Escape Rating A-: Okay, so the time travel is a bit handwavium. Time travel usually works better if the author hand waves the mechanism and does their level best to explore the meat of the story that results once that hand has been waved – and that’s the way it works in Permafrost.

At first the reader thinks the story is about the big project to change the past. There’s been a terrible disaster, one that can only be solved in the past – not unlike Star Trek: The Voyage Home, come to think of it. So a story about the plucky scientists trying to fix the problem would be very much on point. But that’s not this story.

Instead it’s very intimate. Valentina’s consciousness is sent back in the past. She’s supposed to take over the person she’s piloting, Tatiana. The scientists have never managed to make the experiment work until Valentina succeeds. But when she does, success doesn’t look anything like anybody thought it would. Especially poor Valentina, who is having conversations with Tatiana in their shared head – and Tatiana is not very happy about the whole thing. Then it all goes pear-shaped – well, even more pear-shaped than the situation in the world of 2080 has already gone.

And that’s where the wibbly-wobbly timey-wimey bits come in. Because Tatiana was the first person to successfully go back. But she isn’t. And she is.

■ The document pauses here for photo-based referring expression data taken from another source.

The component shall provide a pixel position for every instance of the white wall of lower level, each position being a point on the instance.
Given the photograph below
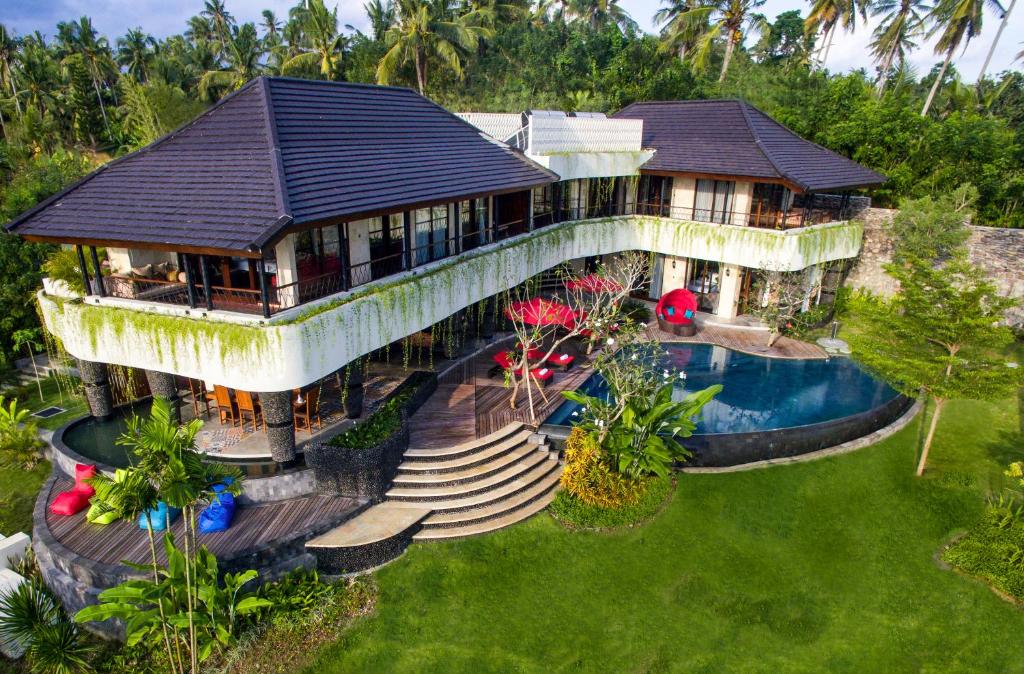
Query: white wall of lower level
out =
(307, 342)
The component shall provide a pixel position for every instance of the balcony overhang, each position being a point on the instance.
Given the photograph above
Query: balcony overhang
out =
(308, 342)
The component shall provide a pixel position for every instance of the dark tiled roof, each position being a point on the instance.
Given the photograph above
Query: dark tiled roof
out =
(282, 151)
(732, 137)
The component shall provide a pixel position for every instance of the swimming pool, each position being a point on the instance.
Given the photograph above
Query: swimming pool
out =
(768, 407)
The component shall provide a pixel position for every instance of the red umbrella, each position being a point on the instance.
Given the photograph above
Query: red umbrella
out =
(594, 284)
(540, 311)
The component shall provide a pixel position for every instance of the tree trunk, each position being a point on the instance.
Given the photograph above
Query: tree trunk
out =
(939, 404)
(884, 74)
(938, 83)
(729, 46)
(995, 40)
(421, 71)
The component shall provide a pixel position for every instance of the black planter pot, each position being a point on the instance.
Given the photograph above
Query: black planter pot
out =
(364, 473)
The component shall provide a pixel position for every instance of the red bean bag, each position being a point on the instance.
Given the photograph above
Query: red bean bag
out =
(677, 311)
(77, 498)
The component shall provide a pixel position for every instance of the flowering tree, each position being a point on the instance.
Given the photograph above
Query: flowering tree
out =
(595, 305)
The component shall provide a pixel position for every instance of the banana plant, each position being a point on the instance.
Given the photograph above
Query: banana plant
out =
(641, 434)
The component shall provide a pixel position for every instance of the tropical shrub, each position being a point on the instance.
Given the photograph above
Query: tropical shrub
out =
(30, 615)
(217, 608)
(591, 478)
(19, 441)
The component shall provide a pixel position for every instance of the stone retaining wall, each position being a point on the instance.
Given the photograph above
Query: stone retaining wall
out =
(998, 250)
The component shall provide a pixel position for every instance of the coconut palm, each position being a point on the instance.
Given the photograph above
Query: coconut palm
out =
(135, 52)
(8, 52)
(956, 23)
(243, 53)
(381, 15)
(600, 12)
(428, 30)
(724, 18)
(995, 40)
(327, 45)
(902, 22)
(826, 15)
(681, 27)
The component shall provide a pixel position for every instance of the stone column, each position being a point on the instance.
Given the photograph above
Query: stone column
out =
(279, 415)
(164, 385)
(351, 378)
(97, 388)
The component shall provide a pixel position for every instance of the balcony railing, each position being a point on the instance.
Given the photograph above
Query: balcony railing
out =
(279, 298)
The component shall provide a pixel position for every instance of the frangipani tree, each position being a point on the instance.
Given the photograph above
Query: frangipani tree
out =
(597, 307)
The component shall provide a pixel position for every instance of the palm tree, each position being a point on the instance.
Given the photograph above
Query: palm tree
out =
(8, 52)
(956, 23)
(426, 30)
(216, 12)
(244, 51)
(995, 40)
(381, 16)
(600, 12)
(681, 29)
(725, 18)
(327, 45)
(902, 22)
(825, 15)
(135, 52)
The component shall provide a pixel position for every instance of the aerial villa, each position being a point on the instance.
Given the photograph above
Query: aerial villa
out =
(258, 258)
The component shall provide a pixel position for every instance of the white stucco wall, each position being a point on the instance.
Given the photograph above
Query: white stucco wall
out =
(305, 343)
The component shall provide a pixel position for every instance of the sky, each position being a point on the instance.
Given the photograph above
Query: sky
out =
(163, 17)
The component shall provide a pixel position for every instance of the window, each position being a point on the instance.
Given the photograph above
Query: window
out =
(430, 235)
(544, 206)
(714, 201)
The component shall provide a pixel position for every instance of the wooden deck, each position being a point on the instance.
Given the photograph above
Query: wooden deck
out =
(253, 525)
(469, 404)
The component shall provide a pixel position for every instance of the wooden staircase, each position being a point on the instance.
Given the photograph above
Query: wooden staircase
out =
(470, 489)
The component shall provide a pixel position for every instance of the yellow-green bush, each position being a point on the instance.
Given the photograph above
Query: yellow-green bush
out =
(589, 477)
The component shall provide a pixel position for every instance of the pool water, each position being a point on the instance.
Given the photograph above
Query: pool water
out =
(97, 439)
(759, 393)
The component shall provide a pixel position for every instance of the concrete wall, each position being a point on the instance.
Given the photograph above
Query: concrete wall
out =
(307, 342)
(998, 250)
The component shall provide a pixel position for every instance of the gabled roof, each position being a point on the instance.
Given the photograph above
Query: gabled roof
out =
(280, 152)
(732, 137)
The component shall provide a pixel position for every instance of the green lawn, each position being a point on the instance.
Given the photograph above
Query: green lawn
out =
(824, 565)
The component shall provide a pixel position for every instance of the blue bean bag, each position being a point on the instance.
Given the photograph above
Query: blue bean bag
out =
(162, 515)
(217, 516)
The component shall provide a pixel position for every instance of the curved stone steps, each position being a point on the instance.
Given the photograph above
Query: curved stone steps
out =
(464, 449)
(463, 461)
(495, 515)
(470, 486)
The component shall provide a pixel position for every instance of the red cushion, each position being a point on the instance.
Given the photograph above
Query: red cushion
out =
(70, 503)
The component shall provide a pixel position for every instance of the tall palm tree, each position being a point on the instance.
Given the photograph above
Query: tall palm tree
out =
(902, 22)
(826, 15)
(135, 52)
(956, 23)
(327, 45)
(995, 40)
(381, 15)
(427, 30)
(724, 18)
(216, 12)
(681, 28)
(245, 50)
(8, 52)
(600, 12)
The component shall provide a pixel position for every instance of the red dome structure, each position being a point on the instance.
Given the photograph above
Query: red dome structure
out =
(677, 311)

And the others who started out after her but “landed” before her are describing both a different past and a different future than the one she left. To the point where everyone begins to question who is really driving events and exactly what direction they are being driven in. And whether it’s too late, too early, or just in time to fix at least some of what’s broken – before it’s too late to fix anything at all.

In the end, Permafrost struck the same note as the utterly awesome but completely different story in To Be Taught, If Fortunate. It asks big SFnal questions but provides a tiny but exceedingly human answer. An answer that is still giving me the shivers.